In 2005 Matthew’s collaboration with Nye Parry, on a work about Isambard Kingdom Brunel, was the subject of a BBC Radio 4 documentary ‘Setting Brunel to Music’. In 2006 Hear our Voice (a collaboration with Jonathan Dove) was premiered in London, Nuremburg and Prague and nominated for a British Composer Award in 2007.
In 2007 Matthew wrote a miniature and a symphony: his Sonatas (compressing Beethoven’s 32 sonatas into one minute of solo piano music) was recorded for the ‘One Minute Wonders’ CD by Clive Williamson. By contrast, King’s Wood Symphony, premiered in 2007 over a very large forest space, involves massed horns, percussion, 12 gramophones and electronics. Two reworkings of the material were premiered in the Wigmore Hall: the first for a nonet of horns, and the second for horn. violin and piano (performed by Richard Watkins, David Alberman and Huw Watkins).
In 2008 Matthew’s Robert Schumann in Three Movements was recorded by the ‘Avenue A’ ensemble for their ‘Rocking Horses’ CD (Weave Records). The same year Matthew’s opera Das Babylon Experiment was premiered in Nuremberg. In 2010 the LSO commissioned and premiered Matthew’s Totentango in the Barbican Hall. In 2011 the savant pianist Derek Paravicini premiered Matthew’s Blue, a piano concerto, with the Orchestra of St. John’s on the South Bank; and the Aurora Orchestra premiered Matthew’s tone poem, Velocity in 2012. Una Piccolo Sinfonia for 9 piccolos was premiered by Guildhall Flute Department in 2011 with the US premiere in Las Vegas in 2012.
Recent works include Fix This, a tirade against the memory of Jimmy Savile, premiered by David Horne and Vulgar Display at the RNCM in 2012. Schoenberg in Hollywood, composed for the Guildhall Vocal Department and the soprano Jane Manning, was premiered at Milton Court with the composer directing from the piano in 2015. The same year Matthew’s cantata, Il Pastorale, l’Urbano e il Suburbano, was premiered at Aldeburgh by the Brook Street Band, and the chamber opera The Pied Piper was premiered at Stour Music with Michael Chance in the title role.
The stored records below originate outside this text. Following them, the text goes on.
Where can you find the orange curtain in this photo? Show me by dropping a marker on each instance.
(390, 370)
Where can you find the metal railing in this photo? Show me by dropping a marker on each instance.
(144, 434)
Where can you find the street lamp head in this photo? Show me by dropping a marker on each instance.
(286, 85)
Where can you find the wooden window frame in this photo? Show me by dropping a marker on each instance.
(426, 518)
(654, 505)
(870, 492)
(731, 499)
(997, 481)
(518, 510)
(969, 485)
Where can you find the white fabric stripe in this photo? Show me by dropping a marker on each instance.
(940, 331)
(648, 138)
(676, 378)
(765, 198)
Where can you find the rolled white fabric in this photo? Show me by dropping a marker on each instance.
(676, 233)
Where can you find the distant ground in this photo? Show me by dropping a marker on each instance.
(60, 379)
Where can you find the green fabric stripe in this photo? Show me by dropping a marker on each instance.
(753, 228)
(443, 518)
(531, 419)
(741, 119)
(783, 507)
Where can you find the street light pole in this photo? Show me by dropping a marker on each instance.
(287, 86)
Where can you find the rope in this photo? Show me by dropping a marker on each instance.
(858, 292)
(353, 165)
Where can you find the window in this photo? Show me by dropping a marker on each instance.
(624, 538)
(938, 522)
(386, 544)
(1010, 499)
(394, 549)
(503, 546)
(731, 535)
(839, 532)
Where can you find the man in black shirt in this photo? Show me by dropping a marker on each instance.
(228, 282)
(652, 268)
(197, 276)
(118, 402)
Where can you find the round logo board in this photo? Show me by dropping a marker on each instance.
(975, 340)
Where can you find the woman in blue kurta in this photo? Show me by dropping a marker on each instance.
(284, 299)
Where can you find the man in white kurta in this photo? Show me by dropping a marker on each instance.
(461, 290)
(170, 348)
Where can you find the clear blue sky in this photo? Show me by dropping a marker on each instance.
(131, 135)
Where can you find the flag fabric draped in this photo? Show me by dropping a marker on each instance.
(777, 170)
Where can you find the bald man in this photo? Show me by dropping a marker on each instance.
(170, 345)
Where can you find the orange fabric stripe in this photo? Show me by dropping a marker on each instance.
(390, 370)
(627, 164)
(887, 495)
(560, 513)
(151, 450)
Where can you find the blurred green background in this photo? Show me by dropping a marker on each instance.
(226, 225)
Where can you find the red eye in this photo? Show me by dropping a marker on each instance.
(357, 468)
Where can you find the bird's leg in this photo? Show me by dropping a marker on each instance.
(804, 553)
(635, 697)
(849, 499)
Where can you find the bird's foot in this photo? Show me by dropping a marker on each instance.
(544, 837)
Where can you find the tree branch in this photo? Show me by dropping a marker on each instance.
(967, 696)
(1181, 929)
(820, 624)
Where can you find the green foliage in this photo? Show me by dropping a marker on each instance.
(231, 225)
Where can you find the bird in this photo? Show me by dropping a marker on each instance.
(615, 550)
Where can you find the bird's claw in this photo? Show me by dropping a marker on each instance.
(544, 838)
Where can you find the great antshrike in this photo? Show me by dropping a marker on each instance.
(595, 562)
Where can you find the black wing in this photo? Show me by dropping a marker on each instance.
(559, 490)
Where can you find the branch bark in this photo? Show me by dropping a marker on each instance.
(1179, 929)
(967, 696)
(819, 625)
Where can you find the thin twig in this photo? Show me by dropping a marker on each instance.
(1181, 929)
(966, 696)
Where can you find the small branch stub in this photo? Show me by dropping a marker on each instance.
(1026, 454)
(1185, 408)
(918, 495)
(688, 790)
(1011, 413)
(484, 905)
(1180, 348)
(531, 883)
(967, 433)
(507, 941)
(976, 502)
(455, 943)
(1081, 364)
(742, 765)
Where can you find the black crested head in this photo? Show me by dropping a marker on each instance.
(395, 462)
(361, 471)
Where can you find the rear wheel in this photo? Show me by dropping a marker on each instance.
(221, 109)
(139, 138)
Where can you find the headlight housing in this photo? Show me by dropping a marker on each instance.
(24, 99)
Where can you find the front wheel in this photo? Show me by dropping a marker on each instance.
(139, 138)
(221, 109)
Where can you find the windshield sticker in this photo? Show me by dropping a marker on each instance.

The Pied Piper will receive two new productions in 2018, in Salzburg and Nuremberg.
Matthew King continues to perform regularly as a pianist. He has also taught composition at the Yehudi Menuhin School and has presented several programmes for BBC Radio 3 and Radio 4. He has taught composition at Guildhall School of Music & Drama in London since 1996.